The `<start>` element contains the regular expression telling
the highlighting engine to enter in the defined context, until the terminating
regular expression contained in the `<end>` element is found.

Those regular expressions are PCRE regular expressions in the form
`/regex/options` (see the documentation of PCRE for details). If
there are no options to be specified and you don't need to match the spaces at
the start and at the end of the regular expression, you can omit the slashes,
putting here only `regex`.

The possible options are:

- `i`: case insensitive;
- `x`: extended (spaces are ignored and it is possible to put comments
    starting with `#` and ending at the end of the line);
- `s`: the metacharacter `.` matches the `\n`.

You can set the default options using the `<default-regex-options` tag
before the `<definitions>` element.

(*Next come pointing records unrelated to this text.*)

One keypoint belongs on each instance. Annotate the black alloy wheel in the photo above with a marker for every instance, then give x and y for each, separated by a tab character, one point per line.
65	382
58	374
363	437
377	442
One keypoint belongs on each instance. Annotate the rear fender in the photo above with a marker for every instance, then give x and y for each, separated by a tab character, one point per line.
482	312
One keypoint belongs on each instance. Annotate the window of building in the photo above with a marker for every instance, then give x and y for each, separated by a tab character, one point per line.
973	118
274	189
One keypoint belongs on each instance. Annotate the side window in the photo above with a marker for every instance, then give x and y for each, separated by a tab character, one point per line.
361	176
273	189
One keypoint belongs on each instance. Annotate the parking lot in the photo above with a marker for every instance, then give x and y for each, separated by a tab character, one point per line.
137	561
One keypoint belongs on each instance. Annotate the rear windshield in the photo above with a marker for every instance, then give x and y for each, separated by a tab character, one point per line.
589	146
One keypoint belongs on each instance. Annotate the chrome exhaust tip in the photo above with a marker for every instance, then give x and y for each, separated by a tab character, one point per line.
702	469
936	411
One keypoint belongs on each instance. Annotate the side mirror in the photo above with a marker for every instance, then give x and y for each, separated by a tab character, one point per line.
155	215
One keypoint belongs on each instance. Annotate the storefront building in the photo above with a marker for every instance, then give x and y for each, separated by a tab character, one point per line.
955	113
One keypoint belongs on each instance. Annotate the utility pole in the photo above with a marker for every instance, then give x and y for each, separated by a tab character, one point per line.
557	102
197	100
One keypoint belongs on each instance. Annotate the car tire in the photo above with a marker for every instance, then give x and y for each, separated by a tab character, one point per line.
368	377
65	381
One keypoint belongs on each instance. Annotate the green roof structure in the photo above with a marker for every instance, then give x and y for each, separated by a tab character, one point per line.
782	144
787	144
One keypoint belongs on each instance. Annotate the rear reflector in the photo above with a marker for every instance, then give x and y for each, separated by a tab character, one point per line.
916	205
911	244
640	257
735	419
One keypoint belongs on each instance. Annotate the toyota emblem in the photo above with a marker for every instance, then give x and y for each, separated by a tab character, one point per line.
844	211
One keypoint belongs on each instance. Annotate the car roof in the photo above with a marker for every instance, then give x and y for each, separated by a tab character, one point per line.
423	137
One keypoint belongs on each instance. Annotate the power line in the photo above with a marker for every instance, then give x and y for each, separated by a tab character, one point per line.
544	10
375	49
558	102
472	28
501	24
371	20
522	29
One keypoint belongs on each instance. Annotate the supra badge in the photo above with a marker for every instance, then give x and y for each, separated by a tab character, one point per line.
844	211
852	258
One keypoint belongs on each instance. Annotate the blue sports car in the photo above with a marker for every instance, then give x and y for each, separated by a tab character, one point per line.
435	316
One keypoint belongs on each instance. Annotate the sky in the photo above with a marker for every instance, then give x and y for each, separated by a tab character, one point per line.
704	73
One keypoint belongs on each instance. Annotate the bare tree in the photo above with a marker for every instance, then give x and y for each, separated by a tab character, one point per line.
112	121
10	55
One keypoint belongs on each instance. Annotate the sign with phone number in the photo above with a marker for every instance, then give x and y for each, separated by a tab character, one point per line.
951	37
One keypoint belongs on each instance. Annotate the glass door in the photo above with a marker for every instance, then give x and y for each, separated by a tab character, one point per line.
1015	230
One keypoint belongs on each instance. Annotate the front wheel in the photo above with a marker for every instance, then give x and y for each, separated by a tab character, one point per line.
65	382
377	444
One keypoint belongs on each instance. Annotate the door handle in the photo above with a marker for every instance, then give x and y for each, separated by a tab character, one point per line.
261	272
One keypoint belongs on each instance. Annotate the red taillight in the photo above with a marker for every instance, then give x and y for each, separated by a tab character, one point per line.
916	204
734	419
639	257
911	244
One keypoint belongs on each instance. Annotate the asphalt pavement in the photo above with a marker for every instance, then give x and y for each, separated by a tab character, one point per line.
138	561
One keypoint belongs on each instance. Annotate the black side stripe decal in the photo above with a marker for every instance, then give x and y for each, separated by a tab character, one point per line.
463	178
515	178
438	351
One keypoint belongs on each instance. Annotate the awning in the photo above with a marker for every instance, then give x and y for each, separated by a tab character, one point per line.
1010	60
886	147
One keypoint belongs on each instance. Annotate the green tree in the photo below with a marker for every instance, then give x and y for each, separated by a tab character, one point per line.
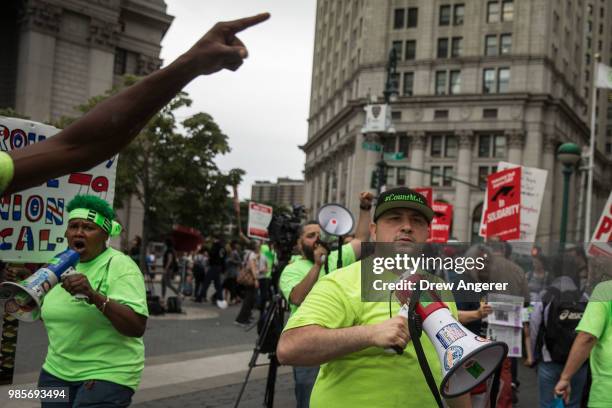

To disable a group of options,
instead, you have to precede them with a hyphen (`-`).
[FIXME: add an example]

In GtkSourceView are available also some extensions to the standard perl
style regular expressions:

- `\%[` and `\%]` are custom word boundaries, which can be redefined with the `<keyword-char-class>` tag (in
contrast with `\b`);

- `\%{id}` will include the regular expression defined in the
`<define-regex>` tag with the same id, useful if you have
common portions of regular expressions used in different contexts;

- `\%{subpattern@start}` can be used only inside the
`<end>` tag and will be substituted with the
string matched in the corresponding
sub-pattern (can be a number or a name if named sub-patterns are
used) in the preceding `<start>` element. For an example
see the implementation of here-documents in the `sh.lang`
language description distributed with GtkSourceView.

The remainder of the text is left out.